CES2025のソニーブースは、3DCG制作ソリューションのXYN(ジン)や、車や船、飛行体の新たな移動体撮影システムといったクリエイター向けのテクノロジーが新たに提案された。そんな中で麻倉さんが注目したのが、「LBE」(ロケーション・ベース・エンタテインメント)だ。麻倉さん曰く、“インタラクティブ版お化け屋敷”で、センシング、匂い、映像、音響に関連する技術を投入し、来場者が作品世界に没入できる提案だ。今回はLBEを含めたコンテンツ制作環境の進化についてソニー・ピクチャーズ エンタテインメント テクノロジー・デベロップメント シニア・バイス・プレジデントの高島芳和さんにお話をうかがった。
麻倉 今回のソニーブースは面白いですね。他がAI真っ盛りなのに対し、ソニーは独自のコンテンツ制作提案に踏み込んでいます。中でも作品世界へのさらなる没入体験を可能にするLBEは注目です。まさに “インタラクティブ版お化け屋敷” と呼ぶにふさわしい。この発想はどこから出てきたのでしょう?
高島 ソニーには、コンテンツ技術戦略コミッティという組織横断型のコミュニティがあります。

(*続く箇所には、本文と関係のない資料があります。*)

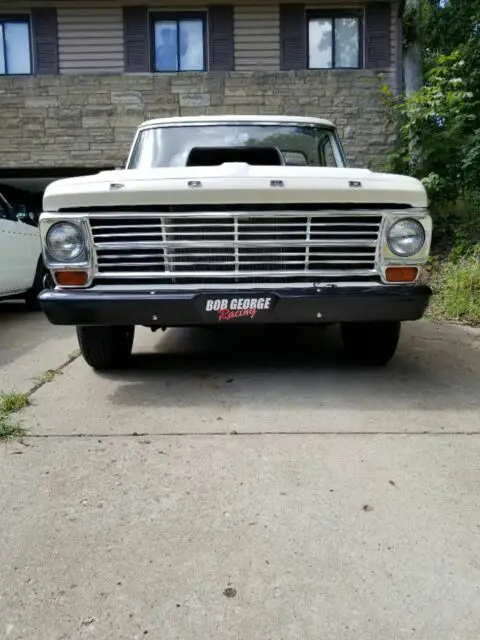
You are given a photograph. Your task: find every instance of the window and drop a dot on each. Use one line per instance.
(178, 42)
(171, 146)
(334, 41)
(15, 52)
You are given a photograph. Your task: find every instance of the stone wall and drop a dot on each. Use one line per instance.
(89, 121)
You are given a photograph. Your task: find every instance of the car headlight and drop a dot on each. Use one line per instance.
(406, 237)
(65, 242)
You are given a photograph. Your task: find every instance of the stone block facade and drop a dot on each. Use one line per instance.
(89, 121)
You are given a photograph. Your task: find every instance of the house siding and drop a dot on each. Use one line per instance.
(91, 33)
(90, 38)
(86, 115)
(257, 37)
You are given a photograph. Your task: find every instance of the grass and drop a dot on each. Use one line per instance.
(456, 286)
(11, 403)
(48, 376)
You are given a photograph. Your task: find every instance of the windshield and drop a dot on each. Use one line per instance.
(170, 146)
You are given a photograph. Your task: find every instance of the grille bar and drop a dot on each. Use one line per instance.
(235, 247)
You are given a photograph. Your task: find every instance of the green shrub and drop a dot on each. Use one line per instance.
(456, 286)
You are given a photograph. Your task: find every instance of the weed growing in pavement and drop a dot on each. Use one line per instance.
(11, 403)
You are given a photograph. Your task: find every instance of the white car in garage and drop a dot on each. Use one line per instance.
(21, 264)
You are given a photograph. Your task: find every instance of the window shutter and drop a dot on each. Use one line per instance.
(45, 41)
(135, 24)
(293, 37)
(220, 38)
(378, 35)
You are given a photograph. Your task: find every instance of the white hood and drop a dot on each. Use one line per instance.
(234, 184)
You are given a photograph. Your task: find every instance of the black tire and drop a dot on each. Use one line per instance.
(31, 296)
(370, 343)
(106, 348)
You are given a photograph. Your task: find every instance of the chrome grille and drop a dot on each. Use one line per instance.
(236, 247)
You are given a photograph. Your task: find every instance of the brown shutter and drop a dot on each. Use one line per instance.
(45, 41)
(293, 37)
(378, 35)
(135, 25)
(220, 38)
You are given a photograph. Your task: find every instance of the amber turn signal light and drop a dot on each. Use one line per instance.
(401, 274)
(71, 278)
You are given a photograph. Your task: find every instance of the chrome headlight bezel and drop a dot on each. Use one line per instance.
(421, 236)
(84, 261)
(69, 229)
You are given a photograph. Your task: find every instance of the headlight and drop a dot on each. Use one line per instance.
(65, 242)
(406, 237)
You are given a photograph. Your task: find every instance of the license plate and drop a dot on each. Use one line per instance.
(237, 308)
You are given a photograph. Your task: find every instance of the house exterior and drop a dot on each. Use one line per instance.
(78, 76)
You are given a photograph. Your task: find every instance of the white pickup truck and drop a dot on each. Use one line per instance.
(236, 219)
(21, 265)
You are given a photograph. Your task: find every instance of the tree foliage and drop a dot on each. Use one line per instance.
(441, 121)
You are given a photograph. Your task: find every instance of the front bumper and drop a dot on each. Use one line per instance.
(276, 306)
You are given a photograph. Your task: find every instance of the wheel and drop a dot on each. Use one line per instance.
(106, 347)
(31, 296)
(370, 343)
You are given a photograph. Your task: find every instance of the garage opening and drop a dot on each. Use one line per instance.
(23, 188)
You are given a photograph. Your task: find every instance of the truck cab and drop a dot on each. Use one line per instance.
(236, 219)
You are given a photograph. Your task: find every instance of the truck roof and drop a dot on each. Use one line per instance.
(237, 118)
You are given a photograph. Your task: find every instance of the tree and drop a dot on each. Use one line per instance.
(412, 46)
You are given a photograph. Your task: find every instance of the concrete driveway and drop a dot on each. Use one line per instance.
(243, 486)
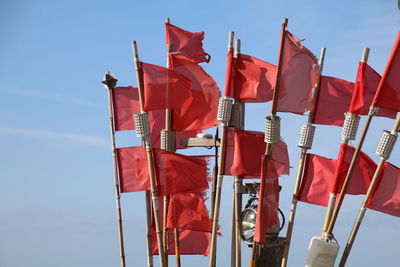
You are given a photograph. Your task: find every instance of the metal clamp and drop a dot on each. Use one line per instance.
(386, 144)
(168, 140)
(350, 126)
(306, 136)
(142, 124)
(272, 130)
(224, 110)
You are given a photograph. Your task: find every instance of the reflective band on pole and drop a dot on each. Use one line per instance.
(306, 136)
(224, 110)
(142, 124)
(272, 130)
(386, 144)
(350, 126)
(167, 141)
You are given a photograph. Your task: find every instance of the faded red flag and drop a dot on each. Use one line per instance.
(244, 151)
(333, 101)
(126, 102)
(386, 197)
(188, 211)
(164, 88)
(200, 111)
(252, 79)
(175, 173)
(322, 176)
(388, 92)
(186, 45)
(299, 75)
(365, 88)
(267, 209)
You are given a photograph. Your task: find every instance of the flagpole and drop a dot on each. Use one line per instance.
(305, 143)
(272, 119)
(346, 137)
(110, 82)
(141, 119)
(384, 149)
(332, 221)
(237, 196)
(221, 162)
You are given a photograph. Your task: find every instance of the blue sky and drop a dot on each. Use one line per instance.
(57, 204)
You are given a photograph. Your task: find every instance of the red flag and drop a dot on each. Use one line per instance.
(322, 176)
(386, 197)
(267, 210)
(388, 92)
(188, 211)
(164, 88)
(190, 242)
(299, 75)
(243, 153)
(200, 111)
(126, 102)
(333, 101)
(175, 173)
(186, 45)
(365, 88)
(253, 79)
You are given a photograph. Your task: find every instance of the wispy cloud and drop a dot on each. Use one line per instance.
(47, 95)
(77, 138)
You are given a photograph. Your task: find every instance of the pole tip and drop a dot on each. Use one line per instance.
(109, 80)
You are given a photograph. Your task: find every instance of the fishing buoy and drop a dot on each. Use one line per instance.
(321, 253)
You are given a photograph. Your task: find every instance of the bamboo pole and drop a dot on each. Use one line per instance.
(220, 176)
(334, 214)
(269, 146)
(150, 159)
(303, 155)
(333, 196)
(363, 209)
(110, 82)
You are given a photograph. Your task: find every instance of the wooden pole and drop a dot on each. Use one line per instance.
(269, 146)
(334, 214)
(363, 209)
(150, 159)
(220, 176)
(110, 82)
(303, 155)
(333, 196)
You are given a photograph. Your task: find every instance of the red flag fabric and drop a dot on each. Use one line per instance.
(164, 88)
(175, 173)
(267, 209)
(365, 88)
(333, 101)
(322, 176)
(388, 92)
(190, 242)
(200, 111)
(253, 79)
(244, 151)
(386, 197)
(188, 211)
(126, 102)
(186, 45)
(299, 75)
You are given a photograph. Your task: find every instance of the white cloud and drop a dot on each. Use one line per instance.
(78, 138)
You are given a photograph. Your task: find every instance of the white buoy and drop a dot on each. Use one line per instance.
(321, 253)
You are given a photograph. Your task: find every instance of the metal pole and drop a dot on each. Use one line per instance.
(268, 149)
(149, 151)
(110, 82)
(353, 162)
(220, 176)
(371, 190)
(303, 155)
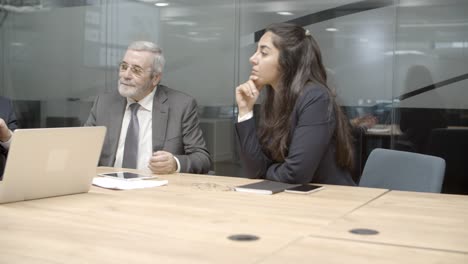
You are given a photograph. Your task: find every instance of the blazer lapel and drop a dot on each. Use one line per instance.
(160, 117)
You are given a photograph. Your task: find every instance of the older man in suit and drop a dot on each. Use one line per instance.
(149, 126)
(7, 125)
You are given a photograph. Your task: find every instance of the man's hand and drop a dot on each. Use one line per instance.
(162, 162)
(5, 133)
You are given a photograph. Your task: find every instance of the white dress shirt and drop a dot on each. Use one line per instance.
(6, 144)
(244, 117)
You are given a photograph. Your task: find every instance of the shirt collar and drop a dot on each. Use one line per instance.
(146, 103)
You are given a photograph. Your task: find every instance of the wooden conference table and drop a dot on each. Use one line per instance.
(192, 219)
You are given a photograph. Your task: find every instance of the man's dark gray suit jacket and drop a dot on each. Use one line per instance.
(175, 127)
(7, 113)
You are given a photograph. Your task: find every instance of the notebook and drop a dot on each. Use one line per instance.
(51, 162)
(265, 187)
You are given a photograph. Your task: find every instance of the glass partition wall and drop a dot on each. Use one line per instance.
(403, 63)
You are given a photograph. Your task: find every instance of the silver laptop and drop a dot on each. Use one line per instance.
(51, 162)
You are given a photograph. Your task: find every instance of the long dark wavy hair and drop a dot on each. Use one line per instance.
(300, 62)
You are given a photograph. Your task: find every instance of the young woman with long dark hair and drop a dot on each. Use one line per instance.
(302, 135)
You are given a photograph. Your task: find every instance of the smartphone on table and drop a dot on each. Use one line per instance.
(128, 176)
(304, 189)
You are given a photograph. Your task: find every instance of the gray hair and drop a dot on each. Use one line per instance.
(159, 61)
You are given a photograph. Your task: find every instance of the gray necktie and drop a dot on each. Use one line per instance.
(131, 140)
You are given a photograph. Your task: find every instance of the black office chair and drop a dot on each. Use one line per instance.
(401, 170)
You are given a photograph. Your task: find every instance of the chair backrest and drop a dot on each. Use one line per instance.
(406, 171)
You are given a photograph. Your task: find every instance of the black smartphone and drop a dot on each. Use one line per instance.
(127, 176)
(303, 189)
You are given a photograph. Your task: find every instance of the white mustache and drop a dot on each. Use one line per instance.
(127, 84)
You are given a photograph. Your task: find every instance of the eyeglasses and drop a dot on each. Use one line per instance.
(135, 69)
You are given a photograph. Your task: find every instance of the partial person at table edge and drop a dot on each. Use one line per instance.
(8, 124)
(302, 135)
(166, 120)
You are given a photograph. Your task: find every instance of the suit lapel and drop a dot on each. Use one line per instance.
(160, 117)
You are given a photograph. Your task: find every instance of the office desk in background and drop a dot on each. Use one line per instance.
(189, 221)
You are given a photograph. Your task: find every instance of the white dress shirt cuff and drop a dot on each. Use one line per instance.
(245, 117)
(178, 164)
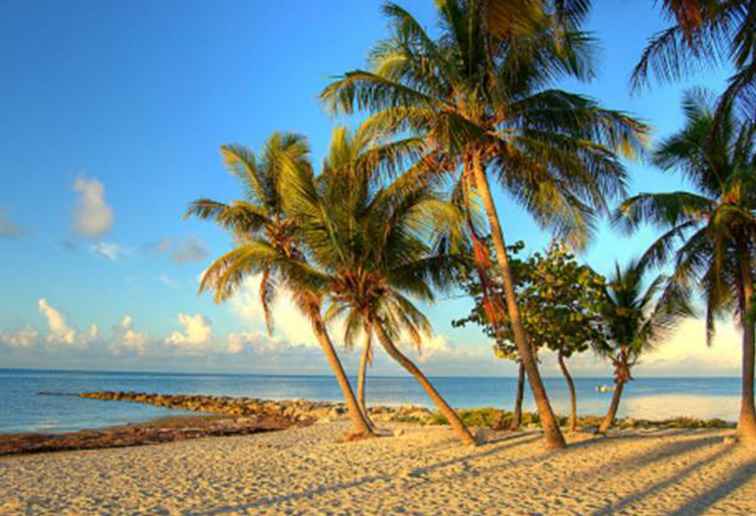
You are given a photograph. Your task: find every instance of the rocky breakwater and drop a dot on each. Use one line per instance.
(296, 411)
(161, 430)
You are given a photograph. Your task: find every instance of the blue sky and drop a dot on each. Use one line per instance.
(113, 114)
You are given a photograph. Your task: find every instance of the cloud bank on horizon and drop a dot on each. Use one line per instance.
(194, 343)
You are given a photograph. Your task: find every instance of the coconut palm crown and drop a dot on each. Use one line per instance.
(374, 247)
(709, 233)
(485, 105)
(635, 318)
(268, 244)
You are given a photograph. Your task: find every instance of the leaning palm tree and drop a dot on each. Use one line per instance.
(266, 242)
(635, 319)
(710, 233)
(705, 32)
(485, 106)
(371, 244)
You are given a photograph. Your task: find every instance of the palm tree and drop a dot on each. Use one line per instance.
(705, 32)
(709, 234)
(266, 241)
(372, 246)
(485, 107)
(635, 319)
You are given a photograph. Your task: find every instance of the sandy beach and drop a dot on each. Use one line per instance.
(421, 470)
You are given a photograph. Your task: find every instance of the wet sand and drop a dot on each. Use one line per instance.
(422, 471)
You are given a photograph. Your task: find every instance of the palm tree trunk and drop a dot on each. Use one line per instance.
(747, 420)
(360, 424)
(613, 406)
(552, 433)
(573, 396)
(517, 416)
(362, 379)
(454, 421)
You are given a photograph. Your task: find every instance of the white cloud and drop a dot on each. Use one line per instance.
(107, 250)
(126, 340)
(196, 334)
(685, 351)
(59, 331)
(189, 250)
(22, 339)
(167, 281)
(289, 323)
(93, 217)
(8, 228)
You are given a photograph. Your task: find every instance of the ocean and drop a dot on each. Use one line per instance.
(22, 409)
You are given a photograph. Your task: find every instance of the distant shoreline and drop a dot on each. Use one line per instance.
(327, 375)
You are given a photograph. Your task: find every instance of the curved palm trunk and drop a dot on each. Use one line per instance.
(454, 421)
(612, 413)
(747, 420)
(517, 416)
(552, 433)
(360, 424)
(362, 380)
(573, 395)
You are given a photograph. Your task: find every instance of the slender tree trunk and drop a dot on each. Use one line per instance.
(517, 416)
(747, 420)
(613, 406)
(573, 396)
(454, 421)
(360, 424)
(362, 379)
(552, 433)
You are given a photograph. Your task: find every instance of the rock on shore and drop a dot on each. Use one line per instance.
(297, 411)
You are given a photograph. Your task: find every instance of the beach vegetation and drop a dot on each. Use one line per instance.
(486, 108)
(709, 231)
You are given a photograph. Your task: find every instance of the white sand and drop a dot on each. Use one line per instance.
(423, 470)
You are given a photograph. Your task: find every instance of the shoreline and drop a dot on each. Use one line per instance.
(414, 469)
(224, 416)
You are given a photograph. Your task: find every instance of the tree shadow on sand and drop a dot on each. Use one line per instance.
(734, 480)
(658, 487)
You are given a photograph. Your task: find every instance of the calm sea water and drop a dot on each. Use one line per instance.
(22, 409)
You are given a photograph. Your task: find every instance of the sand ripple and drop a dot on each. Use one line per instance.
(422, 471)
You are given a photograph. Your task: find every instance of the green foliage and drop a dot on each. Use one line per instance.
(471, 95)
(560, 303)
(709, 231)
(636, 316)
(706, 32)
(500, 419)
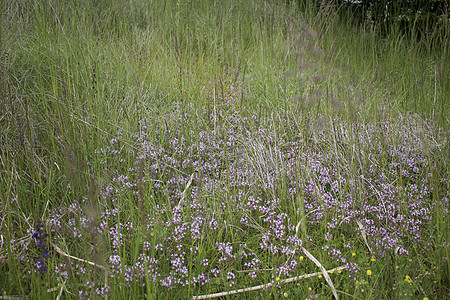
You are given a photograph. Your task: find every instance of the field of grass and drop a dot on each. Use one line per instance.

映像制作に関しては、エンジニア達が開発した技術があっても、すぐに映画やゲームで試すことはできません。そこで、みんなで一緒に新しい技術を試して、うまくいったら次々と実際の制作に提案していこうというものでした。2021年4月に立ち上げて、ソニー・ピクチャーズだけではなく、ゲームや音楽の事業に携わる社員が参加している活動です。
麻倉 なるほど、新しい技術を試す場が欲しい、と考えたんですね。
高島 もともとはLBEのためにというわけではありませんでした。ゲームエンジンでハイクォリティな体験を作っておけば、映画作りのプリビジュアライゼーションにも使えるし、バーチャルプロダクションのステージの背景にも使えます。それからLBE用にも使えると言った具合に、出口は無限にあります。
ただゲームを作った後に、次は映画といった具合で、コンテンツ制作をバラバラにやっていると、IP(知的財産)は同じなのに作業の共通化ができないのです。『アンチャーテッド』の映画化では内容がオリジナルストーリーであったこともあり、映画は従来の手法で独立して作られたと聞いています。でも、もしゲームエンジンで最初にある程度のコンテンツデータを作っておけば、様々なフォーマットでスムーズに多面展開できることになります。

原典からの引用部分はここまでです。